Area artists spend time recently at the Robert Frost Farm, part of a "plein air" or open air, gathering to soak in some of the famed poet's inspiration at his Derry homestead.
Frost and his family called the Derry farm home for about a decade while the poet taught English at nearby Pinkerton Academy.
The outdoor painting session was also part of an effort to bring more public arts to Derry.
Derry artist Sharon Allen put out a call to members of New Hampshire Plein Air, a group Allen spearheaded back in 2004 and now a way to bring artists from all over together for an often impromptu chance at painting some natural landscapes and settings.
Her call to the Frost Farm brought a handful of painters taking up space surrounding the farm and barn.
The plein air group has grown.
"We started with about 11 people and today's count is about 357," Allen said. "You always have somebody to paint with."
Allen perched her artist supplies and canvas on one side of the picturesque Frost farmhouse and barn. Making the decision as to where to land to start the painting process is often a challenge, she added. In the Frost case, Allen decided to focus on some of the home and barn's unique angles from a side field.
"I like the angles of the eaves," she said.
Allen has visited the farm several times over the years to paint its bucolic pastures and woods.

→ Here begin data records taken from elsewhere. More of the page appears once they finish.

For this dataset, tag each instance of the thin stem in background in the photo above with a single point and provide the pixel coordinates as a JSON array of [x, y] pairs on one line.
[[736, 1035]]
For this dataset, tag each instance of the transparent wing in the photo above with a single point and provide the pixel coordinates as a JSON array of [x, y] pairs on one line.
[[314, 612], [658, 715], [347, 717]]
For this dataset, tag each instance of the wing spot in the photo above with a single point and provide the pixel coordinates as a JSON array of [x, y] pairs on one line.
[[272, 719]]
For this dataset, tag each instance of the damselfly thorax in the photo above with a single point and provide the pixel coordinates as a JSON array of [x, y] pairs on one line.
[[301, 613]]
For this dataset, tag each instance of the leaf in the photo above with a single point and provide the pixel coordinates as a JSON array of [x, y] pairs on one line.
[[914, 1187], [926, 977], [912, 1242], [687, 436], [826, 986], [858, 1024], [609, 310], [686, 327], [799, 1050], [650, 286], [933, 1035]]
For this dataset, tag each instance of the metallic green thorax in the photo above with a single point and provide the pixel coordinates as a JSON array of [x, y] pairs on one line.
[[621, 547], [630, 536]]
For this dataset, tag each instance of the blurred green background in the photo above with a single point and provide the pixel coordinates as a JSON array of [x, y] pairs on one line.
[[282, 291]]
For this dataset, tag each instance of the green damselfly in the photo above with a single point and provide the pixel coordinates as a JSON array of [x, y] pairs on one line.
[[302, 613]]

Seeing sites steeped in history around the region is always a popular location.
"A lot of members really like the historic sites," Allen said.
And what makes a perfect day for a plein air painting outing? Allen said there are several factors that make a day go well.
"I like 70 to 75 degrees with a light breeze to keep the bugs away," she said. "And it depends on what medium you are using. If it rains, it will poke holes in oils. For pastels, a humid day is not good, pastels would be crumbling."
Once the artists set up their spot surrounded by supplies, the open air time begins. Allen said it's often a very quiet time as artists work on their schedules and don't often say much to each other.
But it's also a good time to get together and see other plein air members' work.
Joanne Dallaire of Hooksett stood a bit away from where Allen was working, focusing on another scene and direction at the farm.
She said being outside is always a great way to be inspired.
"The fresh air is a big part," she said. "It's relaxing, you kind of forget everything here."
Derry's Economic Development Coordinator Beverly Donovan said using the Frost Farm as an artistic location is perfect as the property is scenic and offers many ways to appreciate the famed poet and his local legacy.
"The farm is important because, as a state park, it not only offers insight into the man and poetry that is Robert Frost, but also into the way life was in Derry during Frost's residence here," Donovan said. "The hiking trails and the fields are so different with each season, and are a natural landscape for plein air artists to capture."
Maureen Hsu of Manchester was putting her Frost inspiration down in oils. It was her first time being at the Derry farm.
"I'd love to be out here a hundred more times," Hsu said. "It reminds me of an Andrew Wyeth painting. I just walked around and this little tree with the moss on it spoke to me. And even if I don't produce anything today, it's so beautiful out here."